As a collector, I don’t only collect what I like. I also collect because I see possibilities in many things—whether they be tattered, old, or missing a piece. Therein lies my problem—in my house, I have many odds and ends in various stages of decay, but which I never throw away. My instinct often tells me that these once-loved objects can be a. restored b. salvaged c. re-loved d. adapted for re-use. Which often leads to challenging projects like this Belen project which took about half a year to complete.

 It started with an old wooden sleeping Niño that I found in a provincial antique shop. It was not exactly an impressive piece—it had been thrown in for a song, together with a large San Antonio I had purchased separately. Nothing remarkable about its carving . In fact, it even had a chipped foot.

But sleeping Niños are always hard to come by—be they expensive ivory or plain wood. So, I took it home, repaired its foot (using epoxy clay) and set it aside—in an old urna shared with its original occupant, a bigger sleeping Niño.

 So for months, there it lay—until one day, I saw an unusually small wooden structure in another antique shop I frequent. It was topped with a cross, so I assumed its an old altar, but it has such an intriguing design—there are no indications if the open parts were covered in glass, no doors, no hinges.

 It had a sort of a headboard with a circular flower cut-out, a motif I have seen on old bauls and comodas. The top also had a carved leaf-like appliqué which looked askew. Could this be a miniature toy furniture? Or a mini-urna?

 Anyway, I took it home and envisioned a wooden casing for my homeless wooden Niño. The first thing I did was to strip off the layers of greenish paint that have accumulated as a pasty muck on the wooden surfaces. I decided to remove the carved wooden trim too. 
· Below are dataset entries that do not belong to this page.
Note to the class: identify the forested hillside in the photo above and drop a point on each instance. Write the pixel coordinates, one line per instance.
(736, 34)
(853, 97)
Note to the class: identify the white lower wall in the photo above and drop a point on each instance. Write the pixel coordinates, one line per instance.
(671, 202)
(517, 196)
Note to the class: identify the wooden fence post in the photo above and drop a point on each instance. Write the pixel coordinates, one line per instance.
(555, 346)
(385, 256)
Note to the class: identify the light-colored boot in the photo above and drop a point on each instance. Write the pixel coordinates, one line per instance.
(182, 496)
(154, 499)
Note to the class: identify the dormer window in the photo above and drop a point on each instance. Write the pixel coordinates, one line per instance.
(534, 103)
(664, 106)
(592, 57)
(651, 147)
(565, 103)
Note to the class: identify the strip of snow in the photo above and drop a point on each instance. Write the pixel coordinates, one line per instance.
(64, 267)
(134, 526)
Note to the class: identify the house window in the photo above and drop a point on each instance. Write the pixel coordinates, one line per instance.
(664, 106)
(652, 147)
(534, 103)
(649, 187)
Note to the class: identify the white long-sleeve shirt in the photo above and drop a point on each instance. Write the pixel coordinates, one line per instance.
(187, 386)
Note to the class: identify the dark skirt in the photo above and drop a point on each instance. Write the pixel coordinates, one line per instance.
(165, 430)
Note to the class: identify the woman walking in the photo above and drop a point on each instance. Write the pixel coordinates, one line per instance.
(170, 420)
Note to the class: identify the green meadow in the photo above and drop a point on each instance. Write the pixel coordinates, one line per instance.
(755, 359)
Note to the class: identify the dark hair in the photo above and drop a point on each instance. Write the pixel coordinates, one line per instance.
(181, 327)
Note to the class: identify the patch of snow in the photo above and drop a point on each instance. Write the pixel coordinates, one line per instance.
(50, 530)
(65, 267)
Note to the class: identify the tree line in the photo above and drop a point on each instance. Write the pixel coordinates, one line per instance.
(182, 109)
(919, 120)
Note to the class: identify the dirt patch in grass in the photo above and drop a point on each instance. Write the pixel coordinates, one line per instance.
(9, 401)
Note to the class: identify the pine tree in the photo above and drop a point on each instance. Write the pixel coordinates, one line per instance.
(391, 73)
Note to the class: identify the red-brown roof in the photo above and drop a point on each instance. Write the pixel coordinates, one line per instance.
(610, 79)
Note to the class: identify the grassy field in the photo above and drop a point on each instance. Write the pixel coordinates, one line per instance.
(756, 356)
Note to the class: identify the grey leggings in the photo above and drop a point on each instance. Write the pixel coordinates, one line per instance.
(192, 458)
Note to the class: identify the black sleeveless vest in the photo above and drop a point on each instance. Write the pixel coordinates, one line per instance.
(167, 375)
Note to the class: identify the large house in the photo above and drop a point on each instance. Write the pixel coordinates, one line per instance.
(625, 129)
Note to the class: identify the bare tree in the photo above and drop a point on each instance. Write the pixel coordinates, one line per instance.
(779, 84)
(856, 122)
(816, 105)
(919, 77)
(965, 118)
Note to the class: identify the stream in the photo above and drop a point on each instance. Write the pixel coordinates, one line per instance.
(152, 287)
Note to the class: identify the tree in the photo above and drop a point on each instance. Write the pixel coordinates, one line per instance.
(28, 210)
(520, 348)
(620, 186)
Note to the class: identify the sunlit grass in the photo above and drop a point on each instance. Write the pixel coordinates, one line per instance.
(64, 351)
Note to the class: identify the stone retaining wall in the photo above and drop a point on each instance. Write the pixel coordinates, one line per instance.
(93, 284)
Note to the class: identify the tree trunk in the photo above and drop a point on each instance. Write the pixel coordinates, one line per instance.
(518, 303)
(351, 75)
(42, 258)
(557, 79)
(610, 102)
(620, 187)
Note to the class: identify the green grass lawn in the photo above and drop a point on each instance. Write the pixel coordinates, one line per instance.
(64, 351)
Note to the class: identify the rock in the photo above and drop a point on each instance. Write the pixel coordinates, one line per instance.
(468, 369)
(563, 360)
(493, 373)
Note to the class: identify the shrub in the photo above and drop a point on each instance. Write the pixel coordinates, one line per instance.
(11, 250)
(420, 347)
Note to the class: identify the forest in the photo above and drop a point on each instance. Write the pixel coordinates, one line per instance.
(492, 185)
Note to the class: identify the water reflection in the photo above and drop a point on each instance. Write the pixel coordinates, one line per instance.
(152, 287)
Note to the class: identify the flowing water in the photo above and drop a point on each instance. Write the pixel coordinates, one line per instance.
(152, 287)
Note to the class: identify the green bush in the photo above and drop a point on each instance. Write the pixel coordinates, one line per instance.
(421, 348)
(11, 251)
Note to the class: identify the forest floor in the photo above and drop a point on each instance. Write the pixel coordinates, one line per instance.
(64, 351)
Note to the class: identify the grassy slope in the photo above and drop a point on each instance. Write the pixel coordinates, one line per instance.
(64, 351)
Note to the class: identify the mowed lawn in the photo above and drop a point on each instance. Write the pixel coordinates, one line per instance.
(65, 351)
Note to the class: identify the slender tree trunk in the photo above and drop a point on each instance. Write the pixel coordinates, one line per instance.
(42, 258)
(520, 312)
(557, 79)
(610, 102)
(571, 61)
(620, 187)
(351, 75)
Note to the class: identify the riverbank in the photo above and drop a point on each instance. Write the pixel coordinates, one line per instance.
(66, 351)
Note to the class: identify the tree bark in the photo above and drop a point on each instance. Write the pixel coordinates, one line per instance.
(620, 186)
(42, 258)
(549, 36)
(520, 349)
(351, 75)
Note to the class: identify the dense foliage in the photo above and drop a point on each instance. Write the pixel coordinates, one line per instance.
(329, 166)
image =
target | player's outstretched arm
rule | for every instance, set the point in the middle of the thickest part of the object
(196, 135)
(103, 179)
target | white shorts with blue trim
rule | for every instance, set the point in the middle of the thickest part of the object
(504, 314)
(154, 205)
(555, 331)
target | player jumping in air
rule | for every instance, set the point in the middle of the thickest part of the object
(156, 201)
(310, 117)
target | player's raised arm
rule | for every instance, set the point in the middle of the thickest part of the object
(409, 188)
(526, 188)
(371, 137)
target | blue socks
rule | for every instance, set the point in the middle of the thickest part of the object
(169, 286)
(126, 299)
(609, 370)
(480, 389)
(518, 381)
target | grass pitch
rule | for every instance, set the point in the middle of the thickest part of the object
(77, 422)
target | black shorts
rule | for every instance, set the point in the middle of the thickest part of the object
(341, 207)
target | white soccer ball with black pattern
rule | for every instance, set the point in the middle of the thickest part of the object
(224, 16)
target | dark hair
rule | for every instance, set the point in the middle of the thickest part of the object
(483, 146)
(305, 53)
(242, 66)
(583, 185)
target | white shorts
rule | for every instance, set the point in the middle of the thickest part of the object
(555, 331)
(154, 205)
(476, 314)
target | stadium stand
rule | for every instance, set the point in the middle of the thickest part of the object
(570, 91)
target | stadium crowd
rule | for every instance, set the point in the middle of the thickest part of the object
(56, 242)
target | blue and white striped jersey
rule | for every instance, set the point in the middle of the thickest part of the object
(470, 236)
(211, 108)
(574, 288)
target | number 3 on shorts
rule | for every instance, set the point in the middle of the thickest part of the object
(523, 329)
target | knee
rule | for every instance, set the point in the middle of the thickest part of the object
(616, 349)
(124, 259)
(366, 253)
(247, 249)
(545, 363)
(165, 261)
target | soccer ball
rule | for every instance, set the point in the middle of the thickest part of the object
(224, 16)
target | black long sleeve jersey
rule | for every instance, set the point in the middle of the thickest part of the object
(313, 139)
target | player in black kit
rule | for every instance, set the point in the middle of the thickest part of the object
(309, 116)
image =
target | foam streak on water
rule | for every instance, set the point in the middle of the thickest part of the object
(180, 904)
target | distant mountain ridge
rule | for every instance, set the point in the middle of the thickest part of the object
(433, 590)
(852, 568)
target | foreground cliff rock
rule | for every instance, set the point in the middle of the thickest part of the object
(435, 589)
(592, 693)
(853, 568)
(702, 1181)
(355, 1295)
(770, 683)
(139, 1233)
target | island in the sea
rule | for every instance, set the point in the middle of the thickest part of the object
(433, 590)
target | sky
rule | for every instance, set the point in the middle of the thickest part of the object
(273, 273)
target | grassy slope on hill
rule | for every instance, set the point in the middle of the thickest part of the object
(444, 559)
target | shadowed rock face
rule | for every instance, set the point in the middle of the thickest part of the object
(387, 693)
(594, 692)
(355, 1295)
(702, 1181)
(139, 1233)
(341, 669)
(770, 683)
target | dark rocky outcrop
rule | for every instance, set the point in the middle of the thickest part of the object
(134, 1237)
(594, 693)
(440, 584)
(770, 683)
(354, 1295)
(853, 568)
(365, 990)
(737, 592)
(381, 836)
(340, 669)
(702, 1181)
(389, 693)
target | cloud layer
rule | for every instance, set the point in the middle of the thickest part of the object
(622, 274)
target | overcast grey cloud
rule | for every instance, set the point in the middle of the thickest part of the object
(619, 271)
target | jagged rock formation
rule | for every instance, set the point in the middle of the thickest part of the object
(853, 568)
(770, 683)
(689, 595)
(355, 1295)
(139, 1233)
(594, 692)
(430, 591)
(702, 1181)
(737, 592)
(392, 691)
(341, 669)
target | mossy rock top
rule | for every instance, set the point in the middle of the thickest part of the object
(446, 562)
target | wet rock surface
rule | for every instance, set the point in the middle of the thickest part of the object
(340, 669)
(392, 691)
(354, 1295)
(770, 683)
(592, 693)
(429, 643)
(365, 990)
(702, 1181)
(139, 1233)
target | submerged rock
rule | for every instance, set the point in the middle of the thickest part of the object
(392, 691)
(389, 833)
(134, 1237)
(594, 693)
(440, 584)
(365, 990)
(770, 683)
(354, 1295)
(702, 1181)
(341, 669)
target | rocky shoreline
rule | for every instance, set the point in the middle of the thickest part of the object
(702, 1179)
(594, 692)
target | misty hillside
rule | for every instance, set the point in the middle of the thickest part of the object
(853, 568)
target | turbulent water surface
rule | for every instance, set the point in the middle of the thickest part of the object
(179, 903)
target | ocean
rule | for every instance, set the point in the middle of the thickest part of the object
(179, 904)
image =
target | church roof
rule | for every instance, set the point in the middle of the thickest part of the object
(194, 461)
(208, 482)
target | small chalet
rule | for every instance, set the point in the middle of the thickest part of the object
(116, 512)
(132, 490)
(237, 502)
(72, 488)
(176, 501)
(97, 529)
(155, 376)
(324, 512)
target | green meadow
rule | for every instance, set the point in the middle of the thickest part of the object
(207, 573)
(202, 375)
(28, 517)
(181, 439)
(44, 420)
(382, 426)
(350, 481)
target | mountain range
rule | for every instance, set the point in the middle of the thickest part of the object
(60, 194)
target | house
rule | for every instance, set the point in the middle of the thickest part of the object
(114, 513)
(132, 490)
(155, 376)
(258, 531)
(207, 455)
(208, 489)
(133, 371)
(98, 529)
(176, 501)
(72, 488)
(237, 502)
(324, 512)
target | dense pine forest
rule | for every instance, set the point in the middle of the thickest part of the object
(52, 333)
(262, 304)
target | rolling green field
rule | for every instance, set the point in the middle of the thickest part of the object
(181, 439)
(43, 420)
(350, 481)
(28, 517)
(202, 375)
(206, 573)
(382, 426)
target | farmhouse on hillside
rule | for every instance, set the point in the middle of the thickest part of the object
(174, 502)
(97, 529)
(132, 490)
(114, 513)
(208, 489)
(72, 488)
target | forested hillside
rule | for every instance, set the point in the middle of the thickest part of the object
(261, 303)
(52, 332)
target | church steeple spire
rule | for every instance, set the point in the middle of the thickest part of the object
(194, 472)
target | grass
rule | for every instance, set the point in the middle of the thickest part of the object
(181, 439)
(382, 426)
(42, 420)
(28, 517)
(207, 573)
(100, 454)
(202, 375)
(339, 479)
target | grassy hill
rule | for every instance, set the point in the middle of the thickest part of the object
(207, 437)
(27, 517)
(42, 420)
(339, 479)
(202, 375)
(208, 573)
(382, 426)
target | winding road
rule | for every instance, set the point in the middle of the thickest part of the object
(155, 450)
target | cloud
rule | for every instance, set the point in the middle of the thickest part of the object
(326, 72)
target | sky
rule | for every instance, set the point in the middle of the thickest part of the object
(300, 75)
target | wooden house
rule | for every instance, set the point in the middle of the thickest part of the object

 After I filled in some holes and other imperfections, I sent it to my frame-maker for a quick week-end paint job. Then, I had the 3 open sides outfitted with glass panes, using the same rubber glue for installing windows. The back, which had the “headboard”, was left open (I put a small curtain to cover it, instead.)

 As the “pediment” looked bare without the carved trimming, I checked my stock of “collectible junk” and found an old brass ribbon trim, that I neatly tacked on top. I used vintage lace to decorate the front and the sides of the altar, then sewed a velvet cushion pad and a pillow for the Niño.

 Maybe I’ll decorate it with some mother-of-pearl flowers when I find the time, but for now, I consider my Babe ‘n Belen Project completed---just in time for Chirstmas!!